It recently occurred to me that I am a fan of Justin Timberlake. And not just because of his Lonely Island collaborations (which I have listened to more times than I am willing to admit.) I like his music. As in, songs will get stuck in my head and I will listen to them over and over and force Boyfriend to listen to, say, “Sexyback” if it pops on the radio.
It’s not like I am a huge music snob or anything. I mean, I happen to idolize one of the most mainstream musicians on the planet and I’ve already confessed my (sometimes reluctant) love of Lady Gaga.
However, I owe Justin Timberlake an apology because my sixteen-year-old self detested him, N*Sync, and all of his annoying fangirls. DETESTED.

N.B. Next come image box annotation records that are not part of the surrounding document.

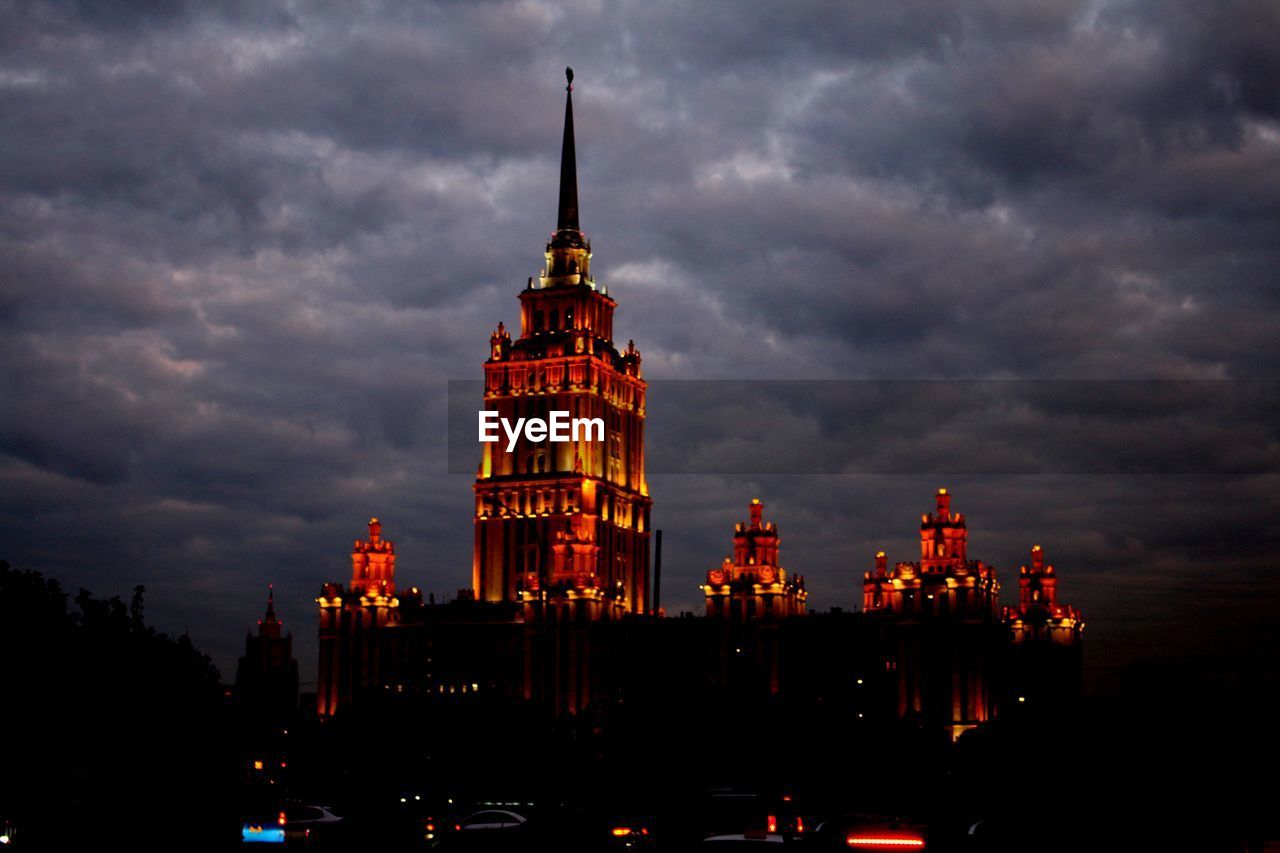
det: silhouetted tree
[0,562,236,847]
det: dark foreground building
[317,68,1083,751]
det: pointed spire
[556,68,579,231]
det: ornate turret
[703,498,808,621]
[1005,546,1084,646]
[236,585,298,725]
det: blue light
[241,824,284,844]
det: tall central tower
[472,69,652,619]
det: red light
[845,835,924,850]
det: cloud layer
[0,0,1280,676]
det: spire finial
[556,68,579,232]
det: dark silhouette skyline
[0,3,1280,690]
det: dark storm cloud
[0,0,1280,675]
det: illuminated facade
[236,589,298,722]
[472,64,652,619]
[703,498,808,621]
[1004,546,1084,646]
[316,519,419,717]
[863,489,1002,738]
[309,71,1083,742]
[1004,546,1084,711]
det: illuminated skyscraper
[703,498,806,621]
[316,519,404,716]
[472,64,652,619]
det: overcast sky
[0,0,1280,681]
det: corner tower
[472,69,652,619]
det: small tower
[316,519,401,719]
[471,69,653,612]
[236,587,298,724]
[863,488,1001,739]
[1004,546,1084,713]
[703,498,808,622]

I was never one of the popular kids (I swear that this post isn’t going to be “Repressed Middle-School Memories/Jenny Therapy Session.”) And since I was never readily accepted by my peers, I developed a taste for going against the crowd to justify my alienation. All the eighth grade girls said their favorite movie was Titanic? I was obsessed with Gone With the Wind. OBSESSED. I read the book, cut out pictures of Vivien Leigh from magazines to put on my wall, and analyzed the movie in my diary. (I was thirteen; cut me some slack).
All the kids in my class watched Road Rules? My favorite TV show was a British comedy that aired on PBS called Keeping Up Appearances. All the girls were obsessing over Leonardo DiCaprio and Keanu Reeves? My celebrity crushes were Jim Carrey and Kevin Spacey (I can’t explain that one at all).
But keep in mind, my hipster tastes had its boundaries, even as a teen. I was a huge fan of Backstreet Boys and my first album was Hanson, so that effectively loses any nerdy credibility I might have gained in the previous paragraph.
Even though Backstreet Boys were wildly popular when I was in high school, I felt like everyone around me liked N*Sync, and especially Justin Timberlake, more. This meant that I had to hate him. I just had to. I found him and his stupid curly peroxide blond hair and high-pitched voice and that god-awful song “This I Promise You” (which they also recorded in SPANISH which meant I had to suffer through both versions TWICE ON THE RADIO) incredibly annoying.
My disgust of Justin Timberlake carried on well into my late teens. I missed the whole Superbowl “Wardrobe Malfunction” in 2004 because I was so disgusted that he was the “special guest” that I turned away from the TV.
So, what happened? Saturday Night Live, for one, showed me that he actually has a sense of humor and is a talented comedic actor. Then there was the fact that I started playing “Cry Me a River” on repeat. And I kept begrudgingly enjoying his acting and singing endeavors until finally, as I watched his latest SNL episode with my cousins last weekend, I felt comfortable enough to admit to myself that I’m a fan.
YOU WIN, UNIVERSE.
To my sixteen-year-old self, I’m sorry. But not really. We don’t see eye-to-eye on a lot of things anymore, so you’ll just have to get over it.